With these reparameterizations, the GME estimation problem is

\begin{eqnarray*} \mr{maximize} & H(p,w) \: = \: -pā€™ \, \ln (p) \: - \: wā€™ \, \ln (w) \\ \mr{subject\, to} & y \: = \: X \, Z \, p \: + \: V \, w \\ & 1_{K} \: = \: (I_{K} \, \otimes \, 1_{L}ā€™) \, p \\ & 1_{T} \: = \: (I_{T} \, \otimes \, 1_{L}ā€™) \, w \end{eqnarray*}

where y denotes the column vector of length T of the dependent variable; $\mb{X}$ denotes the $(\mi{T} \times \mi{K} )$ matrix of observations of the independent variables; p denotes the LK column vector of weights associated with the points in Z; w denotes the LT column vector of weights associated with the points in V; $1_{K}$, $1_{L}$, and $1_{T}$ are K-, L-, and T-dimensional column vectors, respectively, of ones; and $I_{K}$ and $I_{T}$ are $(\mi{K} \times \mi{K} )$ and $(\mi{T} \times \mi{T} )$ dimensional identity matrices.

These equations can be rewritten using set notation as follows:

\[ \mr{maximize} \; \; \; H(p,w) \: = \: - \, \sum _{l=1}^{L} \, \sum _{k=1}^{K} \: p_{kl} \, \ln (p_{kl}) \: - \: \sum _{l=1}^{L} \, \sum _{t=1}^{T} \: w_{tl} \, \ln (w_{tl}) \]
\[ \mr{subject\, to} \; \; \; y_ t \: = \: \sum _{l=1}^{L} \left[ \, \sum _{k=1}^{K} \: \left( \, X_{kt} \, Z_{kl} \, p_{kl} \right) \: + \: V_{tl} \, w_{tl} \right] \]
\[ \; \; \; \; \; \; \; \; \; \; \; \; \; \; \; \; \; \; \sum _{l=1}^{L} \: p_{kl}\: = \: 1 \; \; \mr{and} \; \; \sum _{l=1}^{L} \: w_{tl} \: = \: 1 \]

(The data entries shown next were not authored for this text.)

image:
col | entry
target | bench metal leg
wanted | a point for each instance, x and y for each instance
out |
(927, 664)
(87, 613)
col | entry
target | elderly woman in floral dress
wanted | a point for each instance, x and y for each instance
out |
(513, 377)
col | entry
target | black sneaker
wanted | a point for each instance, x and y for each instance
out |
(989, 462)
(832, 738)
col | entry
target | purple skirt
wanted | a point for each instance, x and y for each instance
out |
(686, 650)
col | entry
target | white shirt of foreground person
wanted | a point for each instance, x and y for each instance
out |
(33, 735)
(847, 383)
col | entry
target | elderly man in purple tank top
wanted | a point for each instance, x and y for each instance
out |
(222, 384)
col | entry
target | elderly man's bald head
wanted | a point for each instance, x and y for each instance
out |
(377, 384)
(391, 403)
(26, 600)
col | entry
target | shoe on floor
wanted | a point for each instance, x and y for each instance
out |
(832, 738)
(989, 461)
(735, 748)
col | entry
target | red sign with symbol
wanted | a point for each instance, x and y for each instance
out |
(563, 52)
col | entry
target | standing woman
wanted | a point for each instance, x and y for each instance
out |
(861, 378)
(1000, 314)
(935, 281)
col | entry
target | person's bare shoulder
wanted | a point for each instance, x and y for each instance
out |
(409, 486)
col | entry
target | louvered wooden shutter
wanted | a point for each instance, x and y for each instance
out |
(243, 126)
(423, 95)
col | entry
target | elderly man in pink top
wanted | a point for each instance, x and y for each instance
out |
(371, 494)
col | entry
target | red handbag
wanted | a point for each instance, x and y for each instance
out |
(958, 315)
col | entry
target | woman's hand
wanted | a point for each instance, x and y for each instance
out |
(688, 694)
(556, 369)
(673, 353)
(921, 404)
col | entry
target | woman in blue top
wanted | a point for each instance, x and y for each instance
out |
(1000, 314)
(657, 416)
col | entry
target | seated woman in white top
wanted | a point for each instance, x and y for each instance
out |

The subscript l denotes the support point (l=1, 2, ..., L), k denotes the parameter (k=1, 2, ..., K), and t denotes the observation (t=1, 2, ..., T).

The GME objective is strictly concave; therefore, a unique solution exists. The optimal estimated probabilities, p and w, and the prior supports, Z and V, can be used to form the point estimates of the unknown parameters, $\beta $, and the unknown errors, e.